Le poète est mort une semaine après le coup d’État du 11 septembre 1973, à peine la nouvelle s’est répandue que le pillage de ses maisons ont commencé. Livres, objets et documents ont disparu ou détruits. Curieusement, malgré le couvre-feu, les objets de grand volume n’ont pas été volés.
La dictature et même Pinochet n’ont jamais caché sa haine du Prix Nobel de Littérature pour son militantisme communiste et son amitié profonde avec Salvador Allende. Les excès contre les maisons de Pablo Neruda, qui ont subit des tentatives d’incendie ou d’inondation de “la Chascona”, entre autres, n’ont jamais l’objet d’une enquête mais plutôt stimulés.
Le retour du poète
Avec le retour de la démocratie au Chili, on a progressivement réécrit l’histoire. Sur la clôture en bois entourant la propriété on peut y lire des messages de solidarité à Neruda, des insultes contre la dictature de Pinochet et même des phrases des couples d’amoureux qui y venaient se jurer fidélité en prenant le poète comme témoin. On a également appris que chaque 23 Septembre, malgré la surveillance policière, des fleurs apparaissaient en son honneur.

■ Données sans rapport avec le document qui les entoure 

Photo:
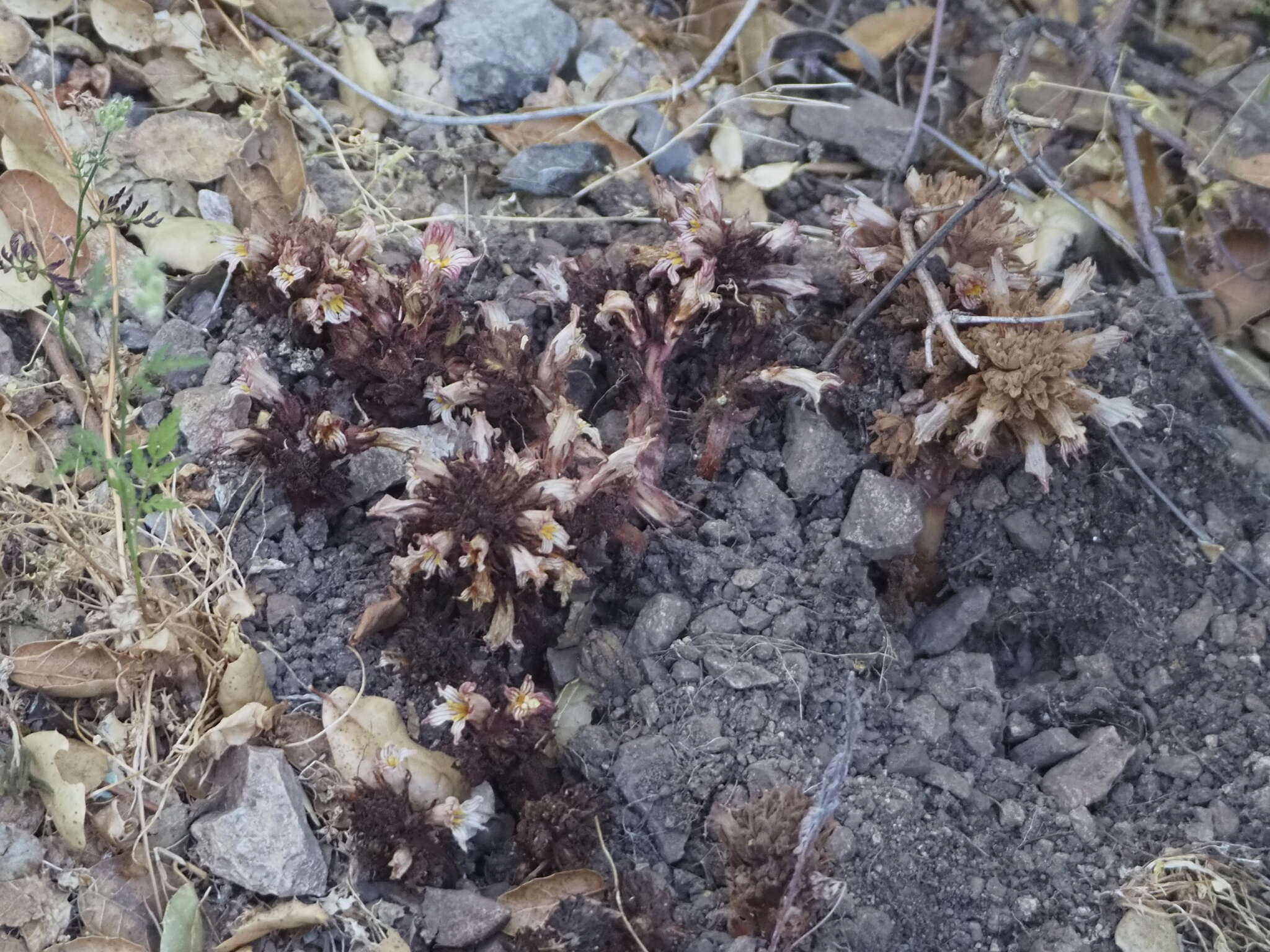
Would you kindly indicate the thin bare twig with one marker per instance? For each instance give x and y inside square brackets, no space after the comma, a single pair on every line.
[695,81]
[928,83]
[1201,536]
[882,298]
[822,810]
[618,888]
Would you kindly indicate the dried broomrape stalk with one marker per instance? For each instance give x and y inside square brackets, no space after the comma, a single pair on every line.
[1021,387]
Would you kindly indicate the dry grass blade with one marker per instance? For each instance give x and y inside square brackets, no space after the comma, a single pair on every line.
[1220,894]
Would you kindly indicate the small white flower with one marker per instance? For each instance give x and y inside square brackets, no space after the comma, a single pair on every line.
[464,821]
[459,706]
[541,524]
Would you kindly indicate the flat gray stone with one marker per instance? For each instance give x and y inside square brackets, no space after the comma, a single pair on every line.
[948,625]
[884,517]
[817,456]
[1089,777]
[259,838]
[763,505]
[458,918]
[876,130]
[504,48]
[659,622]
[1047,748]
[208,413]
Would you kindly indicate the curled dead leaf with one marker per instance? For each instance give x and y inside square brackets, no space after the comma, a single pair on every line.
[534,902]
[35,208]
[69,668]
[293,914]
[379,616]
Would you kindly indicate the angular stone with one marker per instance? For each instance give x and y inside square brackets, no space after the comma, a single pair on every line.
[817,456]
[458,918]
[928,719]
[886,516]
[504,50]
[259,837]
[946,627]
[1047,748]
[660,621]
[1028,534]
[763,505]
[208,413]
[876,130]
[1089,777]
[738,676]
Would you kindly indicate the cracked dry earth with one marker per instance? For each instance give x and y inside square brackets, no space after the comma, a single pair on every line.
[1081,691]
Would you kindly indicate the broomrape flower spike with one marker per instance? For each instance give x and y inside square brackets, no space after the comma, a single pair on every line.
[441,255]
[525,701]
[459,707]
[463,819]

Certains objets sont réapparus dans les mains de la police et des militaires. (Il en manque encore beaucoup), mais le plus poignant, ce sont ces mains discrètes et subtiles venus déposer des colis à l’extérieur de la maison à Isla Negra “restituant” ainsi les biens qui avaient été sauvés pendant les années de dictature et que les voisins ou les pêcheurs ont cachés courant des risques, par conséquent, tout ne fut pas saccage une bonne partie fut aussi protection.
En 1997, l’État du Chili a déclaré une partie importante de Isla Negra comme Zone Typique, instrument juridique qui vous permet de protéger et de préserver les lieux pour leur valeur culturelle et le patrimoine historique. Cette norme définit la gestion de la zone pour qu’elle soit traitée comme telle. Jusqu’à aujourd’hui, cela a été strictement respectée comme une tâche de tous les voisins de la maison de Neruda.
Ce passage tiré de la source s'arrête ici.